Abstract:
The delayed transition to reproductive maturity in horticulturally important crops substantially affects their breeding and large scale cultivation. Being woody perennials, the long juvenile phase also impedes the cultivation of Actinidia spp. including kiwifruit and kiwiberry plants. Manipulation of genetic regulators of flowering has the capacity to develop early flowering plants, which can further give rise to improved cultivars with important agronomic traits. Previous studies have characterised several genetic regulators of flowering in A. chinensis, but is centrally regulated by antagonistic expression of FT-like and CEN-like genes. Among these, manipulation of flowering repressor CEN-like genes, also in A. chinensis, have successfully altered plant traits to give favourable agronomic traits like early flowering, determinate meristems and compact size.
This study focuses on targeting CEN4 in A. arguta plants to alter and analyse its role in regulating flowering time and plant architecture. One approach was to develop plant lines expressing a transactivation domain VP16, downstream of AcCEN4 using Agrobacterium-mediated plant transformation. Similar construct expressed in Arabidopsis showed that VP16 converts the flowering repressor to an activator and could also be inherited dominantly. Moreover, genetic dominance can allow the development of specific traits for breeding in tetraploid crops, which cannot be achieved by recessive genotypes generated by mutagenesis of genes. Although, both A. arguta and A. chinensis plants lines constitutively expressing AcCEN4-VP16 did not transition to reproductive maturity in the observed period of 2-3 months after acclimatisation.

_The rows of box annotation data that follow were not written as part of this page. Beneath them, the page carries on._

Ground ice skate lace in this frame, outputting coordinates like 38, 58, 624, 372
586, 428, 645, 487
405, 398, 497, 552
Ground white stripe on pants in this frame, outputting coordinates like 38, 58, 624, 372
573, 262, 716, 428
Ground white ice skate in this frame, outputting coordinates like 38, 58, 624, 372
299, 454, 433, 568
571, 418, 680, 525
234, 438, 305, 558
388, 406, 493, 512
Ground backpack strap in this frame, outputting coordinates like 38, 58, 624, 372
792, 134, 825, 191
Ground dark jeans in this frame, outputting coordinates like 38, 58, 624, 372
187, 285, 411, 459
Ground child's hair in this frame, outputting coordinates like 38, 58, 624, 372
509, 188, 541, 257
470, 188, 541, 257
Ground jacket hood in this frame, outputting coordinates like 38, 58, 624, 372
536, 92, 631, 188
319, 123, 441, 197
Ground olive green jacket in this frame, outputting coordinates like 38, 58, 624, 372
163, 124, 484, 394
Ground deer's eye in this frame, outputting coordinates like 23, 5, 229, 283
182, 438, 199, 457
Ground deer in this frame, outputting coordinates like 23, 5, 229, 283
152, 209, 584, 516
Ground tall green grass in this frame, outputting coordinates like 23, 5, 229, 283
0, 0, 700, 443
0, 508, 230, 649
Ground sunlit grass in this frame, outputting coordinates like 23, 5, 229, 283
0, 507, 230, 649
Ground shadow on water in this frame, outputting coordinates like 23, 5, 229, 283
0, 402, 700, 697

Meanwhile, this study also genotyped previously generated AaCEN4-edited A. arguta plants to detect mutations or indels rendered by a CRISPR/Cas9 PTG construct. Being tetraploids with unknown allelic information of AaCEN4, wildtype plants were first genotyped which identified 24 polymorphisms defining each allele. Wildtype genotyping was also important for distinguishing between allelic polymorphisms and mutations/indels occurring from gene editing. This information was then used to identify alleles in AaCEN4-edited lines, followed by analyses of guide RNA targeted regions. Although, no mutations or indels were observed in the targeted regions of AaCEN4 and was attributed to inefficient guide design.
Overall, the study explores different approaches of genetic manipulation of AaCEN4 in A. arguta plants in order to generate early flowering lines and provides insights on improving their efficiency.